Snowbirds show crashes and burns

Few events left to celebrate Nunavut’s 5th birthday

By NUNATSIAQ NEWS

GREG YOUNGER-LEWIS

The City of Iqaluit has grounded plans to bring the Canadian Air Force’s Snowbirds spectacle to Iqaluit to celebrate Nunavut’s fifth anniversary.

Terry Ma, Iqaluit’s economic development officer, said the municipality lacks the money and the logistical ability to host the internationally renowned team of jet fighters this summer.

Although the city’s 2004 budget made room for $75,000 to accomodate around 25 Snowbirds personnel, Ma said the money was supposed to come from the private sector, and has yet to be raised from local businesses.

Ma said the municipality turned down the Snowbirds because the air force didn’t accept any of his proposed dates.
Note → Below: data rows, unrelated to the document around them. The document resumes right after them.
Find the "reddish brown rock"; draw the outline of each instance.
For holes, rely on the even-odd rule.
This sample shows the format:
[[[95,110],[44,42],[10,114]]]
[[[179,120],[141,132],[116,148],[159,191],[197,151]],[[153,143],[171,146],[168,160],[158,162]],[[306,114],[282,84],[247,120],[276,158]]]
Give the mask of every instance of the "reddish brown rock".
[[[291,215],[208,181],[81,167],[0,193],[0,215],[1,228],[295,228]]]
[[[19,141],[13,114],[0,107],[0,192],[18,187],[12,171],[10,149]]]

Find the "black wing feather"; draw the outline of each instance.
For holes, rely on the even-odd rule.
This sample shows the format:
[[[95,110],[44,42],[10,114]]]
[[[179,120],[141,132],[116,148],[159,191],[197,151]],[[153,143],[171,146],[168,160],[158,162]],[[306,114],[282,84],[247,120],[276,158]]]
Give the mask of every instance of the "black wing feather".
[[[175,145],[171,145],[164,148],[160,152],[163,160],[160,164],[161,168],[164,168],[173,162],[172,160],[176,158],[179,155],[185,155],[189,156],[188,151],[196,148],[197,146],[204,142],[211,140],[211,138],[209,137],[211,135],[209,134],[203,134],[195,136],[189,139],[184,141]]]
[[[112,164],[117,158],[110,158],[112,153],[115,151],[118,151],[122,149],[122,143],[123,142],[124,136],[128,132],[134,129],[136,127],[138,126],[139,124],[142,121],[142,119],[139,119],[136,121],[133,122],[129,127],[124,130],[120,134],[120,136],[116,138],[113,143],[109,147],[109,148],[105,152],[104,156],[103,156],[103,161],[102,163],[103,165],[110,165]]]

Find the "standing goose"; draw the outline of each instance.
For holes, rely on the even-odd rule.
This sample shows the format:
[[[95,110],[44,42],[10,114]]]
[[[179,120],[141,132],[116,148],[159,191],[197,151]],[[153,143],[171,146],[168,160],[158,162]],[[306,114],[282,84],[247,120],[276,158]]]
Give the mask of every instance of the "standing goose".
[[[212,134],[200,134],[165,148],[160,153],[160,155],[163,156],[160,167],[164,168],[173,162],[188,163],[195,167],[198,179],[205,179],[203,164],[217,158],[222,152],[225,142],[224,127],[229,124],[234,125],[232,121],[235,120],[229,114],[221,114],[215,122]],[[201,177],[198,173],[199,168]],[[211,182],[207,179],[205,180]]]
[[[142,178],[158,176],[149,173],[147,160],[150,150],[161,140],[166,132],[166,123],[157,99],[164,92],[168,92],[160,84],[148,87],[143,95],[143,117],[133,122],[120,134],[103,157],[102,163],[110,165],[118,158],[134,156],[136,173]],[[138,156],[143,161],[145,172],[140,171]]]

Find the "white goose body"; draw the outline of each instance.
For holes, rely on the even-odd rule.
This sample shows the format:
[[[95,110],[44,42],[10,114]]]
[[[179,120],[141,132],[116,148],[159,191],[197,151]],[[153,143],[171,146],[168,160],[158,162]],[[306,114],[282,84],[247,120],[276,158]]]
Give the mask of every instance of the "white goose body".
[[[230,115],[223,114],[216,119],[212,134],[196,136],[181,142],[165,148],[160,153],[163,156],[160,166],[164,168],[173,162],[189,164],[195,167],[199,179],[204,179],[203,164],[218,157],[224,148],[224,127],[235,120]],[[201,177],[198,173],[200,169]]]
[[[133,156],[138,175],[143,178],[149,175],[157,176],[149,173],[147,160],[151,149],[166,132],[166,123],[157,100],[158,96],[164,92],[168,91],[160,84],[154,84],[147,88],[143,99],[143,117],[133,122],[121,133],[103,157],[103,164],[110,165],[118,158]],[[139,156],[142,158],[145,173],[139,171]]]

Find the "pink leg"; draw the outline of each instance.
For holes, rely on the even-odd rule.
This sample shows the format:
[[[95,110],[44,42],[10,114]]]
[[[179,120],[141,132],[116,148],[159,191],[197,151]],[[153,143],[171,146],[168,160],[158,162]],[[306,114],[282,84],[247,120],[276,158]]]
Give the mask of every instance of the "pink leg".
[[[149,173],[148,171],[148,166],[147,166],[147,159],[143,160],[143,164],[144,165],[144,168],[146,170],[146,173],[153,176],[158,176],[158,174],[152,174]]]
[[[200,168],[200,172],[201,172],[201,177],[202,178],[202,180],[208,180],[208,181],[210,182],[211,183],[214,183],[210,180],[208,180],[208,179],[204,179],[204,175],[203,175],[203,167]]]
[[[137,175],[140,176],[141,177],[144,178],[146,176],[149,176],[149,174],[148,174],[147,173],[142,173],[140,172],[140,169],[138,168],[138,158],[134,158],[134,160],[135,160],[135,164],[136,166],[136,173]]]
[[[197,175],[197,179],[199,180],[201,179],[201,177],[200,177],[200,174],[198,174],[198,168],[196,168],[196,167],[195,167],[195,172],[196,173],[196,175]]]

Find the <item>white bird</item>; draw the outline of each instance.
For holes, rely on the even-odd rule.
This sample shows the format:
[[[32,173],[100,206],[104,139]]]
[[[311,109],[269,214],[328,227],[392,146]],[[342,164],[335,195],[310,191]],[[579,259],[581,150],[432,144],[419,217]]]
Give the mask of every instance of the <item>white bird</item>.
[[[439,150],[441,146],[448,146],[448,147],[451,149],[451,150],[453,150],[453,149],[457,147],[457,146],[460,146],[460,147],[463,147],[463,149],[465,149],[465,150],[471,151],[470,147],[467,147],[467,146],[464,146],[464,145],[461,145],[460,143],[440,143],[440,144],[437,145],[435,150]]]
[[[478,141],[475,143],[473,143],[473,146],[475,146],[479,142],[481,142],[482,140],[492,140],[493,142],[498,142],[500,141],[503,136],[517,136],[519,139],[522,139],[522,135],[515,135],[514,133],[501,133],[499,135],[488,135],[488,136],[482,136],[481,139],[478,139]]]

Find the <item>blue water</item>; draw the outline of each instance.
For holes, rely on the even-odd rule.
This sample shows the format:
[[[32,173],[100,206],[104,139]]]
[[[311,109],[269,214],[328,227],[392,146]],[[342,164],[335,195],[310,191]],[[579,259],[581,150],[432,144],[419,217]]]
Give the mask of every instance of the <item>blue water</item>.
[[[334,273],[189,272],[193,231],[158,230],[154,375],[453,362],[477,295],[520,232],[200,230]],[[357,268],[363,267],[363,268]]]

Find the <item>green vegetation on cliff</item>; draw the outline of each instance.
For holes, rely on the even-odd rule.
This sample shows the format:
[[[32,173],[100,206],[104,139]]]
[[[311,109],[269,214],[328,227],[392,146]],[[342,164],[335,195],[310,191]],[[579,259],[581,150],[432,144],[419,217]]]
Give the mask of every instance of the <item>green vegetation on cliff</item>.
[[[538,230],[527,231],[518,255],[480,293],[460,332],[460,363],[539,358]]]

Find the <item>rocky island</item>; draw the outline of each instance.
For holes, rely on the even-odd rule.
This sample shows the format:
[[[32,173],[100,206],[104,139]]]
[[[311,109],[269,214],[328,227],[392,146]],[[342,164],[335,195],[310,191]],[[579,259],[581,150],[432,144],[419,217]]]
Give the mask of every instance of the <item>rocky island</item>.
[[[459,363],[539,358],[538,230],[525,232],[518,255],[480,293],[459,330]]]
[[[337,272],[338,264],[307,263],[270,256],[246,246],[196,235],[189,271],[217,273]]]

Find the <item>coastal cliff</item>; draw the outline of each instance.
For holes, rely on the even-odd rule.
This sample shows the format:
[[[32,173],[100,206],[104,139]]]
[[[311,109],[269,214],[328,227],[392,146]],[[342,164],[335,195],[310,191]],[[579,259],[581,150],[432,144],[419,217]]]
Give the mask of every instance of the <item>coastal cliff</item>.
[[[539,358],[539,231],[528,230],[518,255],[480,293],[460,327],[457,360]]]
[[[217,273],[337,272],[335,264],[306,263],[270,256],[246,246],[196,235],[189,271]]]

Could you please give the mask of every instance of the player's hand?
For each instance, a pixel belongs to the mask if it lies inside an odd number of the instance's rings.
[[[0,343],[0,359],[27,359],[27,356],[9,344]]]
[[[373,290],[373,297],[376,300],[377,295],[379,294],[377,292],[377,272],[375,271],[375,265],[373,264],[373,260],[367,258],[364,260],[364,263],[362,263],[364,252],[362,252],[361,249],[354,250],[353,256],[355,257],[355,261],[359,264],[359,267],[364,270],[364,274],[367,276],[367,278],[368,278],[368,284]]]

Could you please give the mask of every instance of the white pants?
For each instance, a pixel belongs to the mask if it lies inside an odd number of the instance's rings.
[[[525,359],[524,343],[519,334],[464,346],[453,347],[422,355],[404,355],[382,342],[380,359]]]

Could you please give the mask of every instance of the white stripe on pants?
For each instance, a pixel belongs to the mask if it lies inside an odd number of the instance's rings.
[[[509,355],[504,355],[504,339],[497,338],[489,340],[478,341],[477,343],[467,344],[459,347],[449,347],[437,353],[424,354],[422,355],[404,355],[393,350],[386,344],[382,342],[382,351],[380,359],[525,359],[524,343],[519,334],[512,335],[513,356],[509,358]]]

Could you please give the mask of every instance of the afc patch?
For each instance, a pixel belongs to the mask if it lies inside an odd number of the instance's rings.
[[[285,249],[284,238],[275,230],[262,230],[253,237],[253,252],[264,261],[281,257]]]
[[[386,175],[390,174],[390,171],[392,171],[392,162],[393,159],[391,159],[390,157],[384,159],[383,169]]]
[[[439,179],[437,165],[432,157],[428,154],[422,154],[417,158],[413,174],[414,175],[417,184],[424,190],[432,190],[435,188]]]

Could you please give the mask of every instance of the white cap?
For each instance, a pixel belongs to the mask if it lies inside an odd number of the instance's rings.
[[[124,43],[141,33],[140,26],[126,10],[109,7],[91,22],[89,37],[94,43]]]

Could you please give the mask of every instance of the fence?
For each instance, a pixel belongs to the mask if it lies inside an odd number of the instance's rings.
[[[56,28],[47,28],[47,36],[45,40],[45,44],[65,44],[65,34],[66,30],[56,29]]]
And the city rejected the military’s proposed date of May 26, because it would have been a stand-alone event, and risked being a promotional flop.

“You want to have a good package to put together if you want to attract people,” he said, pointing to how festivals like Toonik Tyme near the end of April offer an array of events, rather than one main attraction.

Ma said he wants to bring the Snowbirds to Iqaluit in the future, adding that the city would be better prepared for the show now that organizers were more familiar with the pilots’ logistical needs. He added that the delay will also give organizers time to raise necessary funding.

“You’ve got to keep positive,” Ma said. “Things… just take a little while to get done up here.”

A spokeswoman for the Snowbirds said they were “surprised” by the cancellation, since the Iqaluit performance was part of a special tour of the North this summer.

The show would have been Iqaluit’s first time hosting the Snowbirds, a team of Canadian military pilots who perform choreographed routines in jet fighters at trade shows and summer festivals, largely to promote the armed forces and recruit new members.

The Snowbirds cancellation knocks another event from the RCMP’s ever-shortening lists of celebrations, which included the RMCP Musical Ride, an elaborate show involving Mounties doing precision drills on horseback. Const. Chris Coles said plans to host the Musical Ride fell apart after police found they lacked the necessary $100,000 in funding.

However, Coles attributed the Snowbirds’ cancellation on miscommunication between city hall and the committee coordinating Nunavut’s anniversary events.

Although city hall cited fundraising problems for cancelling the show, Coles said the RCMP was raising the money needed to bring the Snowbirds.

“It is a disappointment,” Coles said. “There appears to have been a disconnect [in communication between RCMP and the City].”

Despite the Snowbirds cancellation, RCMP are forging ahead with other anniversary celebrations. Local officers rode dog teams to Kimmirut from Iqaluit on April 5 to commemorate how police used to travel the former mail route before planes started flying regularly between the two communities.

Coles said he also expects the 34-piece Canadian Forces Central Band to perform on July 9 at the RCMP Regimental Ball in the new arena, as part of the anniversary celebrations. Tickets go on sale for $100.

RCMP will also visit a defunct police station at Alexandria Fiord, north of Grise Fiord at the end of June.